The first home built by the lorenzon family in Chestnut Hill at 7909 Ardleigh Street.

by Sue Ann Rybak

The Chestnut Hill Conservancy’s lecture “The Italian Artisans Who Built Chestnut Hill,” held on April 25 at the Venetian Social Club, gave an audience of more than 100 attendees a rare glimpse into the lives of the skilled Italian stonemasons and tile setters who built Chestnut Hill’s well-known Wissahickon Schist homes, churches and public buildings.

Lori Salganicoff, executive director of the Chestnut Hill Conservancy, gave a presentation which featured rare family photos from the nonprofit’s archives, including a photo of the Lorenzon family’s first house that they began building in 1908, a three-story twin structure at the corner of Benezet and Ardleigh streets (7909-911 Ardleigh). She said stories about Italian immigrant families from such as the Lorenzon family, who emigrated from the northern Friuli region of Italy to settle in Chestnut Hill, help bring history alive.

She said the stonework, the tile and terrazzo work on Chestnut Hill’s house facades, entryways, and interiors of houses are an enduring legacy of Italian heritage in Northwest Philadelphia.

After the slide show, Salganicoff introduced a panel made up of descendants of the artisans who built Chestnut Hill and the surrounding community. Panelists Alma Marcolina Fuess, Robert Roman di Catterina (a.k.a. Bob Roman), Joseph Manero, Ellen Rosa-Bian Cericola, Eric Lorenzon and George Filippe shared stories about why their families emigrated, where they came from and the work they did in Chestnut Hill and other neighborhoods.

Joe Manero talked about the pride the men had in their work.

“Their work was sacred,” he said. “I don’t think you can find many families around here with this lineage, this amount of extraordinary craftsmanship and art from one area.”

Salganicoff said personal stories are one of the reasons the conservancy exists, “to document and share the many histories that enrich the Chestnut Hill community.”

“We want to help the community understand and treasure these stories and others like them,” she said. “We are grateful that we were able to share photographs from the community’s history and the histories of these families and as a result of that more families are offering to share their families’ stories with us. We are very interested in hearing and recording those stories.”

Joan Forde, who has lived in Chestnut Hill for over 40 years, was just one of Wednesday night’s many attendees.

“These stories are so unusual,” she said. “You don’t hear about them. I live in a very beautiful Wissahickon Schist stone house that was built in 1924. I often wondered about the people who built it, because the walls are three feet thick of pure stone and it is so solid. I really appreciate living here and what these people did and how hard they worked. It’s a great privilege to hear these stories.”

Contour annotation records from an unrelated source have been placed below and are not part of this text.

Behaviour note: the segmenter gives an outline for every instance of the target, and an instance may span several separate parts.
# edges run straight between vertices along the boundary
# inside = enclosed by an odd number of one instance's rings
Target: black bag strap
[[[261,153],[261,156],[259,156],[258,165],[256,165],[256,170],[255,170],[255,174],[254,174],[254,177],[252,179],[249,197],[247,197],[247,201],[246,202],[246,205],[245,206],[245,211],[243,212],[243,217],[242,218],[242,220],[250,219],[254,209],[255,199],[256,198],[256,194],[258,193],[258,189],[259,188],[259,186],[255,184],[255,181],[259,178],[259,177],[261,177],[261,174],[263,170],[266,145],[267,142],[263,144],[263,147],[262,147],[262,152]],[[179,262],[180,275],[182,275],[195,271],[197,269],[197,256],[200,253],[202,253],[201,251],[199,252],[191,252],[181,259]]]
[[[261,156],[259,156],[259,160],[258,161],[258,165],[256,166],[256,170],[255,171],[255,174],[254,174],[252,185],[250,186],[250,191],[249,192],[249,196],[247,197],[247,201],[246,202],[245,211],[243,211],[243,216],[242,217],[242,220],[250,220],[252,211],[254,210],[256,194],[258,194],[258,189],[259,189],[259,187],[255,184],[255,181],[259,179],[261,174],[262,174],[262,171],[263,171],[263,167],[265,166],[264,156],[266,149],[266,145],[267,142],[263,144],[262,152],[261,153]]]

Correction: An earlier version of this article erroneously stated: that “She [Salganicoff]  added that because Chestnut Hill is a National Historic District, this architectural treasure is preserved for future generations.” According Salganicoff, Chestnut Hill’s listing as a National Register Historic District is a solely honorary designation. Only listing on the Philadelphia Register of Historic Places and the creation of preservation easements actually offer protection from demolition and drastic alteration. Of the 2700+ buildings in the Chestnut Hill National Register Historic District, only 93 are listed on the Philadelphia Register and another 14 have preservation easements. This article was updated on May 3 at 10 a.m.